È sempre divertente quando la realtà supera il teatro. A quanto pare, solo sei giorni dopo che la Cina ha annunciato l’introduzione obbligatoria dell’educazione all’intelligenza artificiale a partire dai sei anni, gli Stati Uniti hanno deciso di non restare indietro. Ieri, con una mossa che puzza di disperazione mascherata da lungimiranza, l’ex presidente Donald Trump ha firmato un ordine esecutivo che impone l’insegnamento obbligatorio dell’AI in tutte le scuole primarie e secondarie.

Ora, immagina la scena. Un Paese che ancora dibatte se la Terra sia piatta o meno decide improvvisamente che i suoi bambini debbano diventare piccoli ingegneri di machine learning prima ancora di imparare a scrivere in corsivo. Trump stesso, con la sua consueta finezza linguistica, ha dichiarato: “AI è dove si trova il futuro. Trillions of dollars are being invested… very smart people are investing heavily.” Bene, quando il livello della conversazione pubblica sull’innovazione si riduce a un tripudio di “trillions” e “very smart people”, sai che la nave affonda e che l’unico salvagente è di plastica.

Ma, e qui viene il bello, non posso nemmeno dire che sia una pessima idea. Cinicamente parlando, l’intelligenza artificiale è il nuovo alfabeto. Non insegnarla significherebbe abbandonare intere generazioni a un futuro in cui saranno poco più che carne da consumo algoritmico. Non parliamo solo di sapere cos’è un chatbot o come funziona un algoritmo di raccomandazione su TikTok. Si tratta di comprendere, manipolare e – idealmente – dominare la tecnologia che modellerà ogni aspetto della nostra esistenza.

Educare i bambini all’AI non significa trasformarli in automi senza pensiero critico, almeno in teoria. Il vero obiettivo dovrebbe essere insegnare come pensare con le macchine, non come le macchine. Se invece li addestriamo semplicemente a essere bravi operatori di piattaforme che non controllano, avremo fallito peggio di quanto abbiano fatto le generazioni che pensavano che “imparare Excel” fosse il massimo della digitalizzazione.

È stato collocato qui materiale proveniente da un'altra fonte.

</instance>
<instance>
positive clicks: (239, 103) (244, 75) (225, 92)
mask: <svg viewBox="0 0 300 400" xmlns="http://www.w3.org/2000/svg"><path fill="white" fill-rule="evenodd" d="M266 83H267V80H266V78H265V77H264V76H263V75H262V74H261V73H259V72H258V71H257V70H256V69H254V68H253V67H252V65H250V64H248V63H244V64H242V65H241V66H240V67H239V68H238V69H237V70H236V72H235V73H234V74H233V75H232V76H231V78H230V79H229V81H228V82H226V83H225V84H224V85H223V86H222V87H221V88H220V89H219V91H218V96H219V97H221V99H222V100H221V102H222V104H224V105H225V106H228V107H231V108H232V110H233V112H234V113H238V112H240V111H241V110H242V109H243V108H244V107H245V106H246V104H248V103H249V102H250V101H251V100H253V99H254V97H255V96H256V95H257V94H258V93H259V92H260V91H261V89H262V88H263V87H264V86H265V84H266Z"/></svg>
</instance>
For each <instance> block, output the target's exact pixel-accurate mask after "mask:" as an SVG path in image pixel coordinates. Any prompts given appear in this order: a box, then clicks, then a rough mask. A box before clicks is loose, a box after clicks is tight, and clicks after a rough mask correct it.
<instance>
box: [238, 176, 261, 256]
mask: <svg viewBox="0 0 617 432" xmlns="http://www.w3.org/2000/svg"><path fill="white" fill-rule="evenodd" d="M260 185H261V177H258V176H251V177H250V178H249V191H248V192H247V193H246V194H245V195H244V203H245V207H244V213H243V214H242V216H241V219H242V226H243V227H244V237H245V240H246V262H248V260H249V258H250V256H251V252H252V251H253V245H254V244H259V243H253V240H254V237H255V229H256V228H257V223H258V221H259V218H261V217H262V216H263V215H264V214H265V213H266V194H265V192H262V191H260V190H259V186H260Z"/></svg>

Il punto più affilato arriva dal “2025 Future of Jobs Report”: entro il 2030, il 59% della forza lavoro globale avrà bisogno di reskilling. E già oggi, il 39% delle competenze che crediamo solide come una roccia sono, in realtà, sabbie mobili. Chi non capisce questo semplice fatto sta condannando il proprio Paese a un destino di irrilevanza.

La Cina, senza fare troppi complimenti alla libertà individuale, ha capito la posta in gioco. Forma i suoi bambini come si forgiano spade: da piccoli, a colpi duri. Gli Stati Uniti, dopo anni di autocompiacimento tecnologico, hanno dovuto guardare lo tsunami in arrivo per capire che forse sarebbe il caso di imparare a nuotare.

Che piaccia o no, il futuro sarà colonizzato da chi possiede la padronanza dell’AI. Gli altri si limiteranno a comprare, consumare e magari, di tanto in tanto, a cliccare “accetta” sui termini di servizio senza leggerli.

Chi ancora crede che l’educazione debba restare ancorata a modelli novecenteschi, con lezioni di calligrafia e memorizzazione a pappagallo, farebbe meglio a prenotare un biglietto di sola andata per il passato. I bambini di oggi non devono solo saper usare ChatGPT. Devono sapere costruire il prossimo ChatGPT.

Quindi, se mi chiedi se insegnare AI ai bambini è il futuro dell’educazione o un passo troppo azzardato, ti rispondo: non è né una scelta né una previsione. È un’urgenza disperata mascherata da strategia educativa.

Perché chi semina ignoranza raccoglierà obsolescenza. E questa volta, non ci saranno posti riservati per i ritardatari.